Presented By O’Reilly and Cloudera
Make Data Work
March 5–6, 2018: Training
March 6–8, 2018: Tutorials & Conference
San Jose, CA

The secret sauce behind LinkedIn's self-managing Kafka clusters

Jiangjie Qin (LinkedIn)
11:00am11:40am Thursday, March 8, 2018
Average rating: ****.
(4.00, 3 ratings)

Who is this presentation for?

  • Kafka users and distributed system developers and administrators

Prerequisite knowledge

  • A basic understanding of distributed systems (e.g., partition, replica, rack awareness, etc.) and Kafka (useful but not required)

What you'll learn

  • Learn how LinkedIn automates its Kafka operation at scale
  • Discover how to model a workload and balance a stateful distributed system at a fine granularity


Kafka clusters should be run with rack awareness, a balanced utilization of all the hardware resources (CPU, disk, and network), and automatic recovery from failures. When running small clusters, the above requirements can be satisfied manually (e.g., by SREs monitoring the broker resource distribution and manually reassigning replicas from hot brokers to less loaded brokers). However, doing so becomes prohibitively expensive with a large Kafka deployment. LinkedIn runs more than 1,800+ Kafka brokers that deliver more than two trillion messages a day. Running Kafka at such a scale makes automated operations a necessity, and LinkedIn has been exploring ways to do so.

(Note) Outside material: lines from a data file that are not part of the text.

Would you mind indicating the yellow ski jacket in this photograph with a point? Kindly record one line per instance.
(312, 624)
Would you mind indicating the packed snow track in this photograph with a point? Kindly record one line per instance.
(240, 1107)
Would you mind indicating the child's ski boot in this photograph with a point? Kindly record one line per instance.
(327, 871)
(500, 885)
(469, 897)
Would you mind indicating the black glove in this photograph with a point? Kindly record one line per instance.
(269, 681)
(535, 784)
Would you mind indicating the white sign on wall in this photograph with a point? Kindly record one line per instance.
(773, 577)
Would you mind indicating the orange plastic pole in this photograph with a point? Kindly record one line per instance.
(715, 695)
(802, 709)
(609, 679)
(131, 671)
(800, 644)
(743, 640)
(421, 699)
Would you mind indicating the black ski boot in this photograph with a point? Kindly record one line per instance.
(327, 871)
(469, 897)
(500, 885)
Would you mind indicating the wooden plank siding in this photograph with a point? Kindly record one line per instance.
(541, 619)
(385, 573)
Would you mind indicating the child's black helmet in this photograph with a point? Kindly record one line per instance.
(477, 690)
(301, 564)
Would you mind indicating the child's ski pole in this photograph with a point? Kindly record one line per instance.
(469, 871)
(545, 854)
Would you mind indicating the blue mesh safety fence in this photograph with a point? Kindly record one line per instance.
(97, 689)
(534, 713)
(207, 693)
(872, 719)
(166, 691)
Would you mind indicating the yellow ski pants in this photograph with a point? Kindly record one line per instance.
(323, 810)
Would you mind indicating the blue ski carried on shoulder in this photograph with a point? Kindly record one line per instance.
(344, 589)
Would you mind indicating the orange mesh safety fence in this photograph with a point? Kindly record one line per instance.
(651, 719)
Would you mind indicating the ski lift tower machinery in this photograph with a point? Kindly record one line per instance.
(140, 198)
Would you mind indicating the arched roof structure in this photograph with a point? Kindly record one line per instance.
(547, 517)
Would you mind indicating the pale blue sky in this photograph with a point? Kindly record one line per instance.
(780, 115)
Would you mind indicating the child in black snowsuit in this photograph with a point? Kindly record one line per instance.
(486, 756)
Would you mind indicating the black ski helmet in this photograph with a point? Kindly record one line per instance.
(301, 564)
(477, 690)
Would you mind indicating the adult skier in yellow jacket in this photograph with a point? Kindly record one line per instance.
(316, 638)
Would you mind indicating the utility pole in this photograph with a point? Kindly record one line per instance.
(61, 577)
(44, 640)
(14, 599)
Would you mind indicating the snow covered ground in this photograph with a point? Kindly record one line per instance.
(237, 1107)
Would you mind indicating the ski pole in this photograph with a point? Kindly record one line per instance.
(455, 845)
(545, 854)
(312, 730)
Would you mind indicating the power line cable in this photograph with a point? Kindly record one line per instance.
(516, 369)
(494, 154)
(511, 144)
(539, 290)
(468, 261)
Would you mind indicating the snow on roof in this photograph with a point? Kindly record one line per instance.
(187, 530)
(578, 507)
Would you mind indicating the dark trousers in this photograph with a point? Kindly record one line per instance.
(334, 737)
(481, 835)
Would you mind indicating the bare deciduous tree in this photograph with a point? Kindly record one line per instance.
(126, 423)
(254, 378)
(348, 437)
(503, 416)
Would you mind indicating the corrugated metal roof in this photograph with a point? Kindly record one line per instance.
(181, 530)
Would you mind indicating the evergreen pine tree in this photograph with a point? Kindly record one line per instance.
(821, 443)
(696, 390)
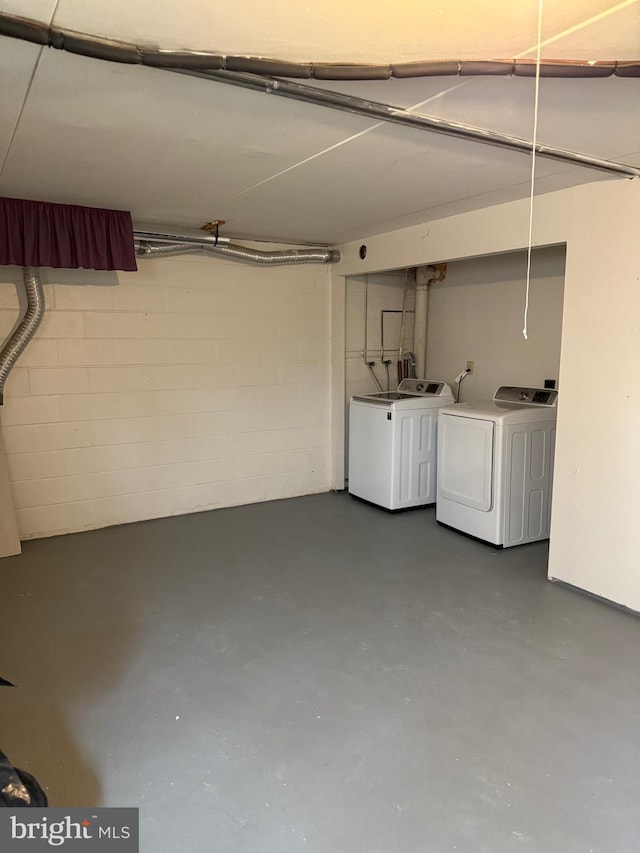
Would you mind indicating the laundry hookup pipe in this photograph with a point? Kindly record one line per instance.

There are a few challenges to be addressed:

  • Monitoring the performance at a fine granularity: This is trickier than it sounds. For example, how can we decide the CPU utilization of a replica while only CPU utilization of a broker is available?
  • Multipurpose optimization: Because there are multiple requirements to be met, it is complicated to take all the goals into consideration. Solving such multipurpose optimization can take an extremely long time and render the approach infeasible.
  • Avoiding any impact on availability: It is important to ensure that normal traffic is not affected while optimizing a Kafka cluster. We may also wish to interrupt some long running optimizations if necessary.

Jiangjie Qin explains how LinkedIn addressed the above problems and shares lessons learned from operating Kafka at scale with minimum human intervention. This experience can also be applied to the management of other stateful distributed systems. While there are existing products that help balance resource utilization in a distributed system, most of these are application agnostic and perform the rebalance by migrating the entire application process. While this works well for stateless systems, it typically falls short when it comes to stateful systems (e.g., Kafka) due to the large amount of state associated with the process. LinkedIn’s solution addresses this problem by trying to understand the application and migrating only a partial stateā€”a solution that could be useful in any stateful distributed system.

Photo of Jiangjie Qin

Jiangjie Qin


Jiangjie Qin is a software engineer on the data infrastructure team at LinkedIn, where he works on Apache Kafka. Previously, Jiangjie worked at IBM, where he managed IBM’s zSeries platform for banking clients. He is a Kafka PMC member. Jiangjie holds a master’s degree in information networking from Carnegie Mellon’s Information Networking Institute.